Story last updated at 6/24/2009 - 10:45 am
With the solstice now behind us, our days are getting shorter. That may seem like a needlessly negative thing to say - after all, when the sun sets at 10 p.m. and rises before 4 a.m., it's a bit silly to talk about losing daylight.
But like all of our seasonal shifts, something happens inside us in response.
At these latitudes, no one can deny the effect of the seasons on how we feel.We naturally start to have more energy in the spring. In fall and winter we tend to quiet down and turn inward. But what happens at summer solstice?
Well, during winter solstice, the mirror celebration, we celebrate the darkest light of the year because what follows is the return of light. So at summer solstice, when we celebrate the longest day of the year, we're also marking the return of darkness.
The return of darkness? That doesn't sound like something we'd celebrate so gleefully.
A friend of mine who lives in the lower 48 asked me recently if the Fourth of July was a sad holiday in Alaska because the days were now getting shorter.
No, I told her, we have a couple months until the days get short enough for us to remark on them and even longer before we start feeling sad. But whether we talk about it or not, at some level I think we do respond to the incremental shortening of the days.
When we celebrate the summer solstice, I think what we are really celebrating is a turning point, a shift in our energy - and maybe a corresponding shift in how we spend our days.
Our response to the reminder that the days are slowly shrinking? Wringing all the fun we can out of summer.!
So even the smallest communities pull out all the stops for the Fourth of July. And the celebration doesn't stop there.
In Juneau, we're welcoming back Gold Rush Days this weekend and celebrating the area's mining and logging history. Along with Ketchikan and Sitka, we're also seizing the night June 27 for Only Fools Run at Midnight.

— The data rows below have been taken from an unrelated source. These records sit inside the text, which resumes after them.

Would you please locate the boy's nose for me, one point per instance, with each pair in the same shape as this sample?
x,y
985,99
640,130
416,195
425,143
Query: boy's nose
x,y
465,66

Looking a little farther ahead, the month of July in Southeast is loaded with community events and celebrations. From the Fourth of July in every town to Home Skillet Music Festival in Sitka to the Haines Fair, Ketchikan Blueberry Arts Festival, Kake Dog Salmon Festival and much more in just the next six weeks, we seem determined to squeeze all the fun out of summer we can.
A few weeks ago I wrote a column addressed to graduates. In reply, I received a nice e-mail reminding me that it's not just graduates who face turning points in their lives. Life changes and challenges come to all of us, usually much more unexpectedly than graduation.
Maybe a good way to plan for the unexpected turning points in our lives is to practice on the predictable ones, like the changing of the seasons.
In this week's issue of the CCW we have several stories about new starts - from a business story about a new Oriental Rug business in town to an arts story about a new gallery opened by Juneau artists. In the health section, an organic gardener offers inspiration to seize the sunlight and plant - or just do something with that rhubarb flourishing in your yard.
Reading these stories about our neighbors with the idea of turning points in mind, I start to see something. These are not new graduates starting a new venture. We don't always learn what compelled them to make a new start.
Maybe solstice has inspired you to seize summer and start something new, or maybe your turning point will come on a gloomy October day. Many turning points are mixed bags like the solstice - energizing on one hand, saddening on the other. If we can wrap our minds are the yin/yang of summer solstice, maybe, just maybe, we can be a little more ready for the next turning point life throws at us.